Support NeoGAF

Cute Dragon Here · Nov 7, 2016

I... uh... well, this is very interesting, and scary. Editing audio as if it were text...

Got to say, whoever the programmers are at Adobe, sometimes they're frighteningly good...

Onaco · Nov 7, 2016

I'd like to toy around with this one...

PorygonVandal · Nov 7, 2016

This is amazing and creepy at the same time....

plainr_ · Nov 7, 2016

This is some next level shit.

CarpeDeezNutz · Nov 7, 2016

Whoa, that's pretty cool.

Funyarinpa · Nov 7, 2016

I for one welcome our-our-our-our new Adobe overlords

BadHand · Nov 7, 2016

"It wasn't me, I was hacked!"

Rad- · Nov 7, 2016

Damn just imagine prank calls with this.

DiipuSurotu · Nov 7, 2016

One day we will be able to perfectly replicate people's voices. After an actor's death, their voice will continue to be heard in full films through the power of audio photoshopping.

LumpOfCole · Nov 7, 2016

Wasn't this exact thing a major plot device in one of the seasons of 24?

Ray Wonder · Nov 7, 2016

That audio sample they're using is waaaay longer than the demonstrated sentence.
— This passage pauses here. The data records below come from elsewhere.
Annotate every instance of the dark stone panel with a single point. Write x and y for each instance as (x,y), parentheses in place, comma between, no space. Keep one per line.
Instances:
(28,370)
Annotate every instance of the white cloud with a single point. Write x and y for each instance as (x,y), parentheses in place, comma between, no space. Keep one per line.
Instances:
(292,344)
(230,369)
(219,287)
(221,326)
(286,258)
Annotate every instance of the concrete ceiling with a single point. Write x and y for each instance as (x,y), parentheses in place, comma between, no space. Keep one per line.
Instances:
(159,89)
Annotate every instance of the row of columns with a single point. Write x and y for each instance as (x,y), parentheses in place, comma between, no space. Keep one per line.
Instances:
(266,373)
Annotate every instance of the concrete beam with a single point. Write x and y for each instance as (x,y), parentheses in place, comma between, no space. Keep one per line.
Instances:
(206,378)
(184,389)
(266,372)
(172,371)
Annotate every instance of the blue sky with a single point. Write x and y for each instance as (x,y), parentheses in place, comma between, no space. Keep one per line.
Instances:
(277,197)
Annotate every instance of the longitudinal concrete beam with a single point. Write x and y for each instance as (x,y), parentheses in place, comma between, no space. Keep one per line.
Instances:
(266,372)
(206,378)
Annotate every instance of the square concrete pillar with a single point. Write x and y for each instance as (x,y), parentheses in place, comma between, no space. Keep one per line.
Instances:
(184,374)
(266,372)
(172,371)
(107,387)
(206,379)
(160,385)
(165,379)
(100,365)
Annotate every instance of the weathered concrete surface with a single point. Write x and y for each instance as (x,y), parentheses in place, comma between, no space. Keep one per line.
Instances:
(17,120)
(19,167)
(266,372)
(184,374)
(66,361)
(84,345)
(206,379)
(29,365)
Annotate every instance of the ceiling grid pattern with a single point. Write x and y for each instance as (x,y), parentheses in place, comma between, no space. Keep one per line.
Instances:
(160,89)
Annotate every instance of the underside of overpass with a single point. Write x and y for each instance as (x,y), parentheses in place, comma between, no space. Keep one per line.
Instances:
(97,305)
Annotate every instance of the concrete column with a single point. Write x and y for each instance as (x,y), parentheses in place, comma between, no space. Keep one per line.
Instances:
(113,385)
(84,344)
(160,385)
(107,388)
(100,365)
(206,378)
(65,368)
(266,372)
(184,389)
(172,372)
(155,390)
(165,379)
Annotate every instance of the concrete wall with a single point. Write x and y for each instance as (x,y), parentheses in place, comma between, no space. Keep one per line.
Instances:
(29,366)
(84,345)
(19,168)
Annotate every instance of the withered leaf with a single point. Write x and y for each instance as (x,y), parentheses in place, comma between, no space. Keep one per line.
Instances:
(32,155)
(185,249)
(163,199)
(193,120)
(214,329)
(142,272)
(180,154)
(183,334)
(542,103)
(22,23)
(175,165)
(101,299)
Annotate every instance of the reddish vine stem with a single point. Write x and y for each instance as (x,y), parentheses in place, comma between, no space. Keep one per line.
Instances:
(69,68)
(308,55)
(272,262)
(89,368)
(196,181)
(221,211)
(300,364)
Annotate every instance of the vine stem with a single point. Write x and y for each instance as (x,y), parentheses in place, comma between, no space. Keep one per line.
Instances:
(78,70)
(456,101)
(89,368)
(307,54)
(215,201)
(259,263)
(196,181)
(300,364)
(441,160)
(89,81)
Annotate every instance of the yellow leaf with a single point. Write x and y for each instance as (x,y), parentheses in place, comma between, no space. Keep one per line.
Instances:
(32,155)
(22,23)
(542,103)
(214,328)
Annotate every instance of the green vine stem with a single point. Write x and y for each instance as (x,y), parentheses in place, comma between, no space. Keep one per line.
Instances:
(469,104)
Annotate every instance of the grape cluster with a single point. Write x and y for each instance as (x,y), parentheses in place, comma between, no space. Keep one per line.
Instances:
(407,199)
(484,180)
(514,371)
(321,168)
I'm wondering if it's just yanking the typed word from the rest of the sample that was not shown.

EDIT: Ok, "three times" was synthesized.

"Jordan" was not. It does sound sort of unnatural and producing a longer sentence from scratch may be very evidently fake. I would love to tinker with it.

Crystalkoen · Nov 7, 2016

Ray Wonder said:
That audio sample they're using is waaaay longer than the demonstrated sentence. I'm wondering if it's just yanking the typed word from the rest of the sample that was not shown.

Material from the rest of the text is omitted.